The surprises blossomed from there. Philae rebounded off the comet in three slow-motion bounces, moving no faster than a moderate human walking pace. Rosetta, watching above, witnessed the first rebound but did not record Rosetta’s landing place; Rosetta team members have given up trying to spot it from orbit, although they have identified its approximate location. Phillae tripped on something–perhaps the rim of a crater–on its second rebound and went into a spin. It landed in some kind of pit or ravine, where its solar panels received only 1.5 hours of sunlight a day, too little to keep its batteries charged.
Mission planners were ready for worst-case scenarios so they designed Philae to perform its key science experiments in the first 54 hours of landing while it was running on reserve battery power. (Put another way–they were prepared for surprises.) Preliminary results indicate that the comet is much harder than anticipated (surprise). Philae’s landing site seems to be covered with several centimeters of ash-like cometary dust (surprise).
Those just-released science results from Rosetta are also full of head-scratchers. The composition of the comet’s ice implies that comets like 67P could not have provided Earth with the water that filled its oceans billions of years ago (surprise). There is almost no detectable ice on the surface yet the comet is shedding considerable water from somewhere just below. Comet 67P’s surface is marked with smoking pits, ripples and dunes that look like they were sculpted by wind, sagging depressions, giant boulders, and long fractures. Some of the dust “grains” flying off the comet are actually human-size chunks two meters (six feet) wide.

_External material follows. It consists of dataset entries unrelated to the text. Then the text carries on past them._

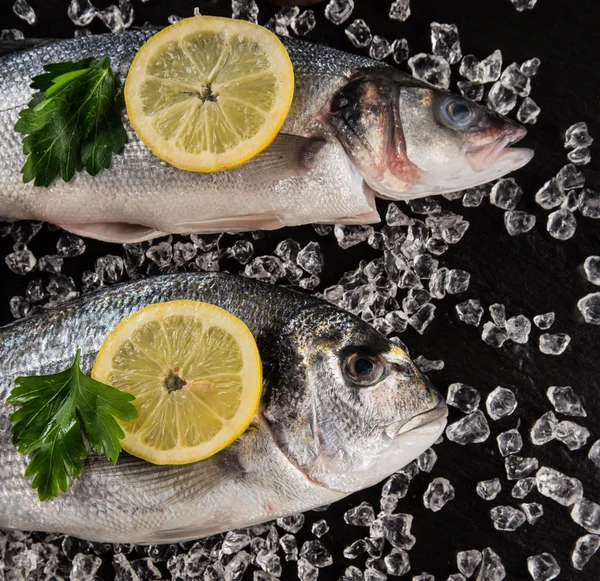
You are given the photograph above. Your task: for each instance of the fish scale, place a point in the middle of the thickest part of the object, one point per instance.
(261, 476)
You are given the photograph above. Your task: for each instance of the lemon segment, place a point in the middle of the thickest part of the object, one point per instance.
(207, 93)
(195, 372)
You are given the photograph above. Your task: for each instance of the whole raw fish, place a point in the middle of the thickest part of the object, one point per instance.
(342, 408)
(357, 128)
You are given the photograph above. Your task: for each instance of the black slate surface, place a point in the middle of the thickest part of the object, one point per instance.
(530, 274)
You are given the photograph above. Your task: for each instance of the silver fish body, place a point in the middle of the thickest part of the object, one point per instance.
(321, 432)
(356, 128)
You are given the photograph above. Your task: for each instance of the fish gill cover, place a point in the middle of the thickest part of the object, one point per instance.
(495, 284)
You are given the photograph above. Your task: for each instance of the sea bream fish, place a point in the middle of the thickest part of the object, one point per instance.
(342, 408)
(357, 129)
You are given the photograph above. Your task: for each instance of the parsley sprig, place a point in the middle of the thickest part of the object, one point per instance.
(72, 123)
(59, 417)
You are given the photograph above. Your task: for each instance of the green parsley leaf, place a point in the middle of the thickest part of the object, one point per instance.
(57, 416)
(72, 123)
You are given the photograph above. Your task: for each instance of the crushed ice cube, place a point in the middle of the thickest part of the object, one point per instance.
(304, 23)
(338, 11)
(359, 34)
(361, 516)
(509, 442)
(464, 397)
(559, 487)
(518, 467)
(589, 307)
(400, 10)
(472, 91)
(316, 554)
(432, 69)
(379, 48)
(566, 401)
(587, 515)
(506, 194)
(445, 42)
(572, 435)
(554, 343)
(533, 511)
(578, 136)
(517, 222)
(542, 567)
(543, 430)
(523, 487)
(489, 489)
(500, 403)
(501, 99)
(544, 321)
(24, 11)
(471, 429)
(400, 50)
(584, 550)
(528, 111)
(507, 518)
(438, 494)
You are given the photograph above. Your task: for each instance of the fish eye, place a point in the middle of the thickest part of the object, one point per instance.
(457, 113)
(364, 370)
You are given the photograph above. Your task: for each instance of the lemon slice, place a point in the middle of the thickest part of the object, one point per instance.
(196, 375)
(207, 93)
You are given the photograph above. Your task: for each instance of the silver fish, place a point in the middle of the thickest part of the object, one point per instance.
(342, 408)
(357, 128)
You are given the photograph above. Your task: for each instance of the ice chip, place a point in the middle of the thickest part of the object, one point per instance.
(432, 69)
(400, 50)
(559, 487)
(359, 33)
(500, 403)
(533, 511)
(501, 99)
(507, 518)
(528, 111)
(400, 10)
(471, 429)
(304, 23)
(522, 488)
(578, 136)
(489, 489)
(438, 494)
(544, 429)
(338, 11)
(584, 550)
(464, 397)
(544, 321)
(506, 194)
(379, 48)
(509, 442)
(471, 90)
(468, 561)
(517, 222)
(542, 567)
(554, 343)
(24, 11)
(445, 42)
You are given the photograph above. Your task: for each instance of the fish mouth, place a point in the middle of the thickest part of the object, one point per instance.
(425, 423)
(499, 155)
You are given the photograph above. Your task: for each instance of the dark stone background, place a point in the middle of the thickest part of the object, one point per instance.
(530, 274)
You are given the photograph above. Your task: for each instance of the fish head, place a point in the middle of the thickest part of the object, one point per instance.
(347, 406)
(408, 139)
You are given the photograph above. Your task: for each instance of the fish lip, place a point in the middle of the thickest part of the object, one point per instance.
(426, 422)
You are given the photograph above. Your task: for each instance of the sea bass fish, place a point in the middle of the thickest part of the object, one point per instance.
(357, 129)
(342, 408)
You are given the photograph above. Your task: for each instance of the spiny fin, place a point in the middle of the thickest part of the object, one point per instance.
(232, 224)
(288, 155)
(113, 231)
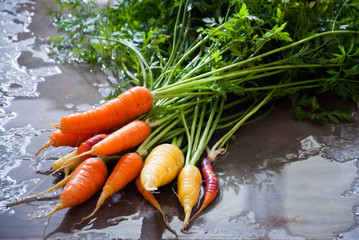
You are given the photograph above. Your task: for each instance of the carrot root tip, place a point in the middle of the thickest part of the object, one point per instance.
(46, 145)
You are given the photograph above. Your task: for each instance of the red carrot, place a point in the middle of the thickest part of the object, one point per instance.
(58, 138)
(212, 185)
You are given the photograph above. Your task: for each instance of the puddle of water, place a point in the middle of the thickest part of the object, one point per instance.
(280, 180)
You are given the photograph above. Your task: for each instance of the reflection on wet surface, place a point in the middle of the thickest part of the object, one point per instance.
(281, 179)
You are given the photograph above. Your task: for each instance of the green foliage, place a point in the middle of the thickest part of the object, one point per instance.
(245, 47)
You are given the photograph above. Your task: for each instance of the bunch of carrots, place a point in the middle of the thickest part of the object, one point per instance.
(159, 131)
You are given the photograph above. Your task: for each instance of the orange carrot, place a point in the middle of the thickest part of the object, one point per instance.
(113, 114)
(147, 195)
(88, 144)
(58, 138)
(126, 170)
(211, 180)
(87, 179)
(124, 138)
(188, 186)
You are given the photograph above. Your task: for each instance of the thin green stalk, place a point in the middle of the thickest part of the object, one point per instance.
(224, 139)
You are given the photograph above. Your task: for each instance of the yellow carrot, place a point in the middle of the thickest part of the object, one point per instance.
(188, 186)
(162, 166)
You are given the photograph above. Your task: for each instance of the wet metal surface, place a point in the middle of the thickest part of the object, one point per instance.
(281, 179)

Surprise, surprise, surprise.
The Rosetta Party is Just Getting Started
Keep in mind, almost all of the Rosetta science we’ve heard about so far come from just the first month of observations. Much of the data collected by Philae is still being analyzed as well. Moreover, the most interesting part of the journey still lies ahead. Rosetta will keep following the comet and watching as it moves closer to the sun and warms up. Comet 67P reaches perihelion (nearest point to the sun) on August 13. The latest images already show more dust and gas beginning to evaporate off the frozen surface. What will the landscape look like as the comet really begins to cook? Will we see parts of the comet disintegrate in real time? Who knows?
And then there is the matter of Philae, which is not dead–just sleeping. Originally, mission planners hoped it might keep operating for several months but expected it would break down from overheating in the intensifying sunshine. Now it seems that the arrival of summertime on the comet might be the kiss that brings Philae back to life, by warming its batteries and increasing the amount of light reaching its solar panels.
I’ll be surprised if Philae doesn’t wake up sometime later this year…and you know what? I’ll undoubtedly be surprised by the things that it sees if it does. Surprise is why we explore and–cliche be damned–it is the one thing we can always rely on when we go.